RoHS Part Numbering: The Continuing Saga

DN Staff

June 6, 2005

2 Min Read
RoHS Part Numbering: The Continuing Saga

The International Electronics Manufacturing Initiative announced recently that the majority of its OEM and EMS members strongly support the use of unique part numbers for RoHS-compliant components. The announcement follows last year's statement by the National Electronics Distribution Association calling for unique part numbering for green components.

Many suppliers, however, have resisted issuing unique part numbers because of the data management burden that comes with creating a new set of numbers for lead-free versions of existing parts. Most companies will continue to produce traditional parts for exempt military customers. Some OEM and EMS companies also have balked because they will be forced to constantly revise their BOMs as new part numbers are introduced over the coming months leading up to next year's July 1 RoHS deadline.

Component suppliers have been mixed on their RoHS part-numbering plans.
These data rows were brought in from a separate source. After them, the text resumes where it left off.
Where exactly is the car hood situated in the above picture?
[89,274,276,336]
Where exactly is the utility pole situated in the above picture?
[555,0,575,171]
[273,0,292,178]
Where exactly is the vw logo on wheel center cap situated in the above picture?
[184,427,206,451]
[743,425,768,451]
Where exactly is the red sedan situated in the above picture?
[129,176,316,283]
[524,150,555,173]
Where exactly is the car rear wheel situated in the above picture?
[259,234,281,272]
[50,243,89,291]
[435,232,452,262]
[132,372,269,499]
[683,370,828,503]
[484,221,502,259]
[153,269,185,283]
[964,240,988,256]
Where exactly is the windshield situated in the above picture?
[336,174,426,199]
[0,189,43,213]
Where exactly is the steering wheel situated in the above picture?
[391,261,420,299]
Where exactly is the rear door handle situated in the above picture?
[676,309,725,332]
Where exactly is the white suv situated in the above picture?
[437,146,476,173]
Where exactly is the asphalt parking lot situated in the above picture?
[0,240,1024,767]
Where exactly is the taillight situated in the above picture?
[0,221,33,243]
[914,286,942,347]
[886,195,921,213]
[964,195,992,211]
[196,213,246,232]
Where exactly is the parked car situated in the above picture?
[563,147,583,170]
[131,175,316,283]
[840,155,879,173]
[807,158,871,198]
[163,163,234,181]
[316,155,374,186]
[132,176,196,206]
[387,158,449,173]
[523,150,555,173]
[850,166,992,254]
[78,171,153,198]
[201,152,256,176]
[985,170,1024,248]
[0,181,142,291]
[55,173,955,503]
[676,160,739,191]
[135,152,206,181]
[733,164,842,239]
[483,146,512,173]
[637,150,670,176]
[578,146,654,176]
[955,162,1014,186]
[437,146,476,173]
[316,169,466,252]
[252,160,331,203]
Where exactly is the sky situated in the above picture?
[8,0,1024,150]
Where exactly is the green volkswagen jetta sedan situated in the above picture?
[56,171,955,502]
While the majority of suppliers intend to issue new part numbers, a significant minority want to identify RoHS-compliant parts by date and lot codes. "About half our suppliers plan to change their part numbers and half don't," says Steve Hopkins, VP of RoHS business development at Newark InOne. He adds that some of the suppliers that initially resisted new part numbers have recently changed their policies in favor of issuing new numbers.

GE To Go Really Green

General Electric has announced a new initiative to develop and market environmentally sound products. Following a growing tendency on the part of companies to adopt made-up buzzwords, GE's chairman and CEO Jeff Immelt called the move "ecomagination." He said he intends to focus the company's "unique energy, technology, manufacturing, and infrastructure capabilities to develop tomorrow's solutions." Immelt said ecomagination will involve solar energy, hybrid locomotives, fuel cells, lower-emission aircraft engines, lighter and stronger materials, efficient lighting and water purification technology. To push the program, GE will double its investment in R&D from $700M in 2004 to $1.5B by 2010. Immelt says the move will be good for the bottom line. "We plan to make money doing it," Immelt says . "Increasingly for business, 'green' is green."

More RoHS Help Online

Joining other electronic distributors, Newark InOne, a Chicago subsidiary of the U.K.'s Premier Farnell, has launched RoHS Express (Newarkinone.com/rohs), an area of its website dedicated to emerging environmental laws and their impact on manufacturers. RoHS Express includes state-by-state green laws in the U.S., green news from Europe, and a step-by-step guide to complying with RoHS. The site will also track compliance developments at Newark InOne's 425-plus suppliers.